The Songbook was Simon’s first solo album, but to most fans, this was the real beginning of his life apart from Art Garfunkel. The final two albums with Garfunkel – Bookends and Bridge Over Troubled Waters – were titanic achievements. He took a couple of years after them to release his self-titled follow-up. Staring out from the cover from beneath a fur-lined parka hood that mostly obscured his face, Paul Simon announced that even without Art Garfunkel, he was going to remain a major force.

The calypso of “Mother and Child Reunion” introduced much of the public to Simon as a solo artist, and the public ate it up. The song hit number 4 on the US charts. The album would mirror that success. It also made it to number 4 in the US and hit number 1 in a half dozen countries from the UK to Japan.

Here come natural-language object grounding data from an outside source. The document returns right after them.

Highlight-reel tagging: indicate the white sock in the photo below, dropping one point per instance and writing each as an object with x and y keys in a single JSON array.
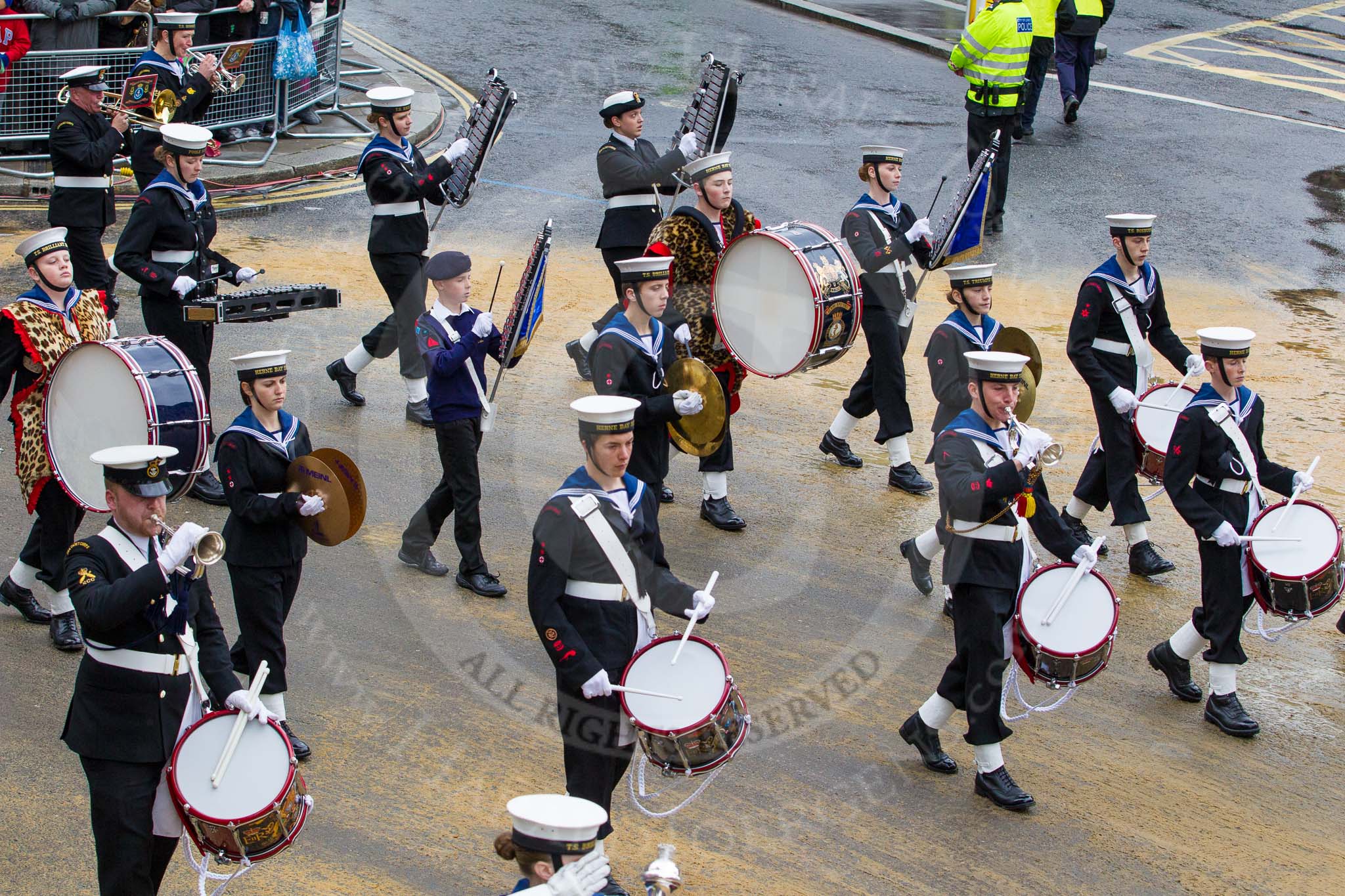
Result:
[
  {"x": 23, "y": 575},
  {"x": 416, "y": 390},
  {"x": 899, "y": 452},
  {"x": 1076, "y": 508},
  {"x": 989, "y": 757},
  {"x": 844, "y": 425},
  {"x": 937, "y": 711},
  {"x": 1187, "y": 643},
  {"x": 358, "y": 359},
  {"x": 715, "y": 485}
]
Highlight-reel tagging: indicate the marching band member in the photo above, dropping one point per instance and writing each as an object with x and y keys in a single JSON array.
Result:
[
  {"x": 1118, "y": 314},
  {"x": 155, "y": 644},
  {"x": 165, "y": 249},
  {"x": 1218, "y": 442},
  {"x": 969, "y": 328},
  {"x": 264, "y": 545},
  {"x": 631, "y": 358},
  {"x": 695, "y": 236},
  {"x": 632, "y": 174},
  {"x": 174, "y": 34},
  {"x": 35, "y": 331},
  {"x": 84, "y": 144},
  {"x": 455, "y": 340},
  {"x": 399, "y": 183},
  {"x": 988, "y": 557},
  {"x": 554, "y": 843},
  {"x": 591, "y": 591},
  {"x": 884, "y": 236}
]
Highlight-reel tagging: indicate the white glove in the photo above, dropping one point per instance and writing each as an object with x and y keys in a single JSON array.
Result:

The album produced one other major hit “Me and Julio Down by the Schoolyard,” and a number of minor gems. “Duncan,” was one of the best story songs he ever wrote. “Run That Body Down” delves into jazz while “Peace Like a River” plays with blues. There’s some spry bluegrass on the instrumental “Hobo’s Blues.” And he’s having fun exploring different instruments more than he did with Simon and Garfunkel. There’s the bass harmonica –an instrument he would return to throughout his career – on “Papa Hobo,” and a bottleneck slide on “Paranoia Blues.”

Simon would have to wait until his next album to begin racking up solo Grammy nominations, but Paul Simon offered a pretty good indication that there would be many awards to come.